En vogue, les crémants de Bourgogne tentent de contenir leur prix

Record absolu en 2021 pour les crémants de Bourgogne avec 23,3 millions de bouteilles vendues, du Chatillonnais au Mâconnais en passant par les côtes de nuits et de beaune. La performance de 2019 – 20 millions de « cols » en 2019 – a été largement battue par cette année post-confinement où les bulles ont été plébiscitées dans le monde entier.

« Un vrai boom », selon Pierre de Couëdic, directeur général de l’Union des producteurs et des élaborateurs de crémant de Bourgogne (UPECB). L’appellation crémant représente 10 % du vignoble bourguignon, qui compte 138 élaborateurs maîtrisant la prise de mousse. Son premier marché à l’export (45 % des ventes) est celui des Etats-Unis, devant la Norvège, qui vient de doubler la Suède, puis la Belgique.

Prix du foncier

« Depuis 2019, tous nos nouveaux clients arrivent par ce produit, des pays baltes, d’Afrique, d’Amérique du Sud… », constate Marjorie Brayer, responsable marketing de la cave coopérative de Lugny, en Saône-et-Loire, dont les effervescents représentent 20 % des vins.

Toutes régions confondues, la France a vendu 100 millions de bouteilles en 2021, réparties en 8 appellations d’origine qui trouvent leur place entre le prosecco et le champagne. La Bourgogne est sur la deuxième marche du podium, derrière l’Alsace mais devant la Loire.
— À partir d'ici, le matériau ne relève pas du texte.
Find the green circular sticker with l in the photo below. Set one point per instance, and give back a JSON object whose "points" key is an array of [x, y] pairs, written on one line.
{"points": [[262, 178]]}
A 8 euros en entrée de gamme, contre 6 ou 7 euros pour ses concurrents, les crémants de Bourgogne sont les plus chers de France. « Ces prix sont dus à ceux du foncier et du patrimoine, plus chers ici qu’ailleurs », explique Benjamin Le Berre, directeur général de Moillard, à Meursault, en Côte-d’Or.

Moillard a vendu 1,4 million de cols en 2021 et investit sur le produit. « C’est difficile d’avoir de la qualité sans avoir les volumes, car les équipements sont coûteux. On travaille maintenant sur une cuvée équivalente à un champagne de luxe que l’on proposera d’ici quatre ou cinq ans à 20 ou 25 euros », indique-t-il.

Hausse des prix

Même s’ils ont moins souffert que les vins dits « tranquilles » (sans bulles), grâce à des achats de vrac plus précoces, les crémants ont eux aussi subi une hausse des coûts de production estimée par l’UPECB à 25 %. Celle-ci a été répercutée par une hausse des prix d’environ 10 %.

Leader avec 35 % des ventes de l’appellation, la maison Famille Piffaut Vins et Domaines , à Montagny-lès-Beaune, qui travaille au plus serré le rapport qualité prix de ses marques Veuve Ambal et Maison Delorme, a dû augmenter ses prix de 15 % en 2021 pour l’absorber. « Et on en fera autant cette année », prévoit Aurélien Piffaut, président du directoire.